Mr. Bain was behind bars for 13 years before he won a new trial. His second trial, in 2009, featured evidence of police tunnel vision, botched forensic testing and incest within the Bain family. Mr. Bain was acquitted.

Mr. Binnie delivered his report about three months ago. It was released on Thursday. He recommended compensation and said police made "egregious errors" that led to the conviction.

In a statement on Thursday, Ms. Collins said the report unfairly maligned police and prosecutors and considered inappropriate evidence. She also accused the former judge of being ignorant of her country's legal regime and producing a report that "lacked a robustness of reasoning used to justify its conclusions."

In a blistering retort, Mr. Binnie said that a New Zealand lawyer whom Ms. Collins asked to conduct a peer review of his work misunderstood the Bain case and the report. He said the review was undertaken purely to provide a rationale for rejecting it.

Mr. Binnie also mocked Ms. Collins for asking the country's solicitor-general to undertake a critique of his report. He questioned the independence of the solicitor-general's office in the matter, saying it had struggled for 17 years to uphold the case, which has proven to be a miscarriage of justice.

Mr. Binnie said it was "most improper" for Ms. Collins – whose government was his client – to denounce his work and then say he could not respond without violating solicitor-client privilege.

The Bain case has divided New Zealanders into two camps: those who believe Mr. Bain was persecuted by a myopic justice system and those who believe he pinned the murder spree on his dead father and got away with it.

Mike Hosking, host of New Zealand's highest-rated radio show, on Newstalk Z, said the murders and the legal wrangling that followed are the stuff of Hollywood scripts.

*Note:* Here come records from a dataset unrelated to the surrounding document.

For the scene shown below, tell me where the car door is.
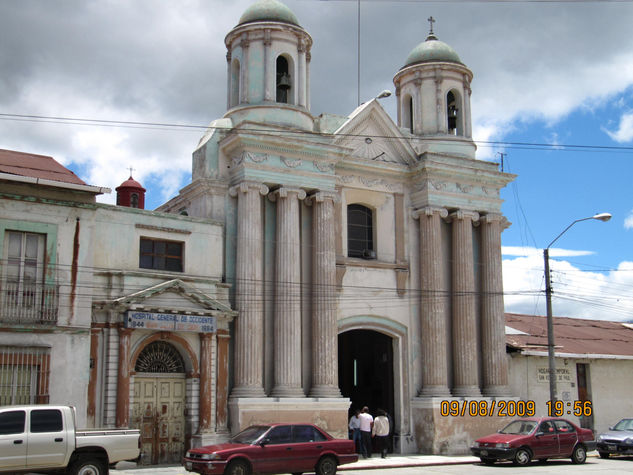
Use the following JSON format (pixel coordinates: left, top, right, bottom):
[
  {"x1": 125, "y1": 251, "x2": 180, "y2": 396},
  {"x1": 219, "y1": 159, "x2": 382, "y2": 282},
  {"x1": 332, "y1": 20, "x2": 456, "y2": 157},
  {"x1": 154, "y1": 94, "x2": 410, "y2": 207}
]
[
  {"x1": 531, "y1": 421, "x2": 559, "y2": 458},
  {"x1": 26, "y1": 408, "x2": 68, "y2": 469},
  {"x1": 255, "y1": 425, "x2": 294, "y2": 473},
  {"x1": 554, "y1": 420, "x2": 578, "y2": 456},
  {"x1": 0, "y1": 410, "x2": 27, "y2": 471},
  {"x1": 290, "y1": 425, "x2": 328, "y2": 471}
]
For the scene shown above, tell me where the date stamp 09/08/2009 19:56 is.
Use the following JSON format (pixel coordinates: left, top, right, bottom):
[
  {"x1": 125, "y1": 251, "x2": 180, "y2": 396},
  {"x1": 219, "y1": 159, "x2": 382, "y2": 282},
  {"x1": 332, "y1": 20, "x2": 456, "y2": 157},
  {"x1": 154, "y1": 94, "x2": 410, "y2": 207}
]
[{"x1": 440, "y1": 399, "x2": 593, "y2": 418}]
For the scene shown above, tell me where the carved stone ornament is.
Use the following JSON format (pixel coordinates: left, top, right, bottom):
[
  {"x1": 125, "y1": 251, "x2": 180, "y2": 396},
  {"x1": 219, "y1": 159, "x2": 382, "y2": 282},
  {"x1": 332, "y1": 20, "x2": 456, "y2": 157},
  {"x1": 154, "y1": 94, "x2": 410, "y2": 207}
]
[
  {"x1": 246, "y1": 151, "x2": 268, "y2": 163},
  {"x1": 431, "y1": 180, "x2": 447, "y2": 191},
  {"x1": 339, "y1": 175, "x2": 355, "y2": 184},
  {"x1": 313, "y1": 161, "x2": 335, "y2": 173},
  {"x1": 412, "y1": 206, "x2": 448, "y2": 220},
  {"x1": 281, "y1": 157, "x2": 302, "y2": 168},
  {"x1": 456, "y1": 183, "x2": 473, "y2": 194}
]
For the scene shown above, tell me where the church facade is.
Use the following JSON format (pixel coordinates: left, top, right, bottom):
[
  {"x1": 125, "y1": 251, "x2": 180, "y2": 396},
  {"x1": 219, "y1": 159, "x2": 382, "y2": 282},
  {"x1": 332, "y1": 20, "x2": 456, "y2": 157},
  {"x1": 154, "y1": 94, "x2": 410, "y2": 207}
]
[{"x1": 160, "y1": 0, "x2": 515, "y2": 453}]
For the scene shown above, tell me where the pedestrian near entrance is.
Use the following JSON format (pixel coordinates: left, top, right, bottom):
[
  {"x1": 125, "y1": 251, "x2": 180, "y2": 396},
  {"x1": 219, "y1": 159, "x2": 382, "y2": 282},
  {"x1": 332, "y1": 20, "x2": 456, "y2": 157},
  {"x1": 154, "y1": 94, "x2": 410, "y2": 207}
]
[
  {"x1": 372, "y1": 409, "x2": 390, "y2": 458},
  {"x1": 358, "y1": 406, "x2": 374, "y2": 458},
  {"x1": 348, "y1": 409, "x2": 362, "y2": 453}
]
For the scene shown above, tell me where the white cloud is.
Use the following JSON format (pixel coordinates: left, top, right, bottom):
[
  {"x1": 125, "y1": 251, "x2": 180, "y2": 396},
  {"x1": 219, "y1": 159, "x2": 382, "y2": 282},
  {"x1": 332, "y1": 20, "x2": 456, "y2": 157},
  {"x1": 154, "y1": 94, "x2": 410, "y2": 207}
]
[
  {"x1": 503, "y1": 255, "x2": 633, "y2": 321},
  {"x1": 625, "y1": 211, "x2": 633, "y2": 230},
  {"x1": 502, "y1": 246, "x2": 593, "y2": 258},
  {"x1": 604, "y1": 112, "x2": 633, "y2": 143}
]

"It is our most controversial and significant case and remains, for many people, unresolved," Mr. Hosking said. "It is a classic whodunit. People remain divided and entrenched in their views."

Speaking at a University of Toronto criminology conference last month, Mr. Binnie was sarcastic about the way his assignment began.

"There were two words of advice," he said. "The first was that whatever I say isn't going to change anybody's mind. And the second was, I should deliver my report on the way to the airport – preferable throwing it back over the security barrier just before the plane left."

At the conference, Mr. Binnie described the family as "very introverted and reliant on one another, and somewhat weird."

He noted that no motive was ever furnished for Mr. Bain to have killed his family. In contrast, he said, evidence had showed that one of the sisters intended to confront her father, Robin, with allegations that he had been molesting her for years.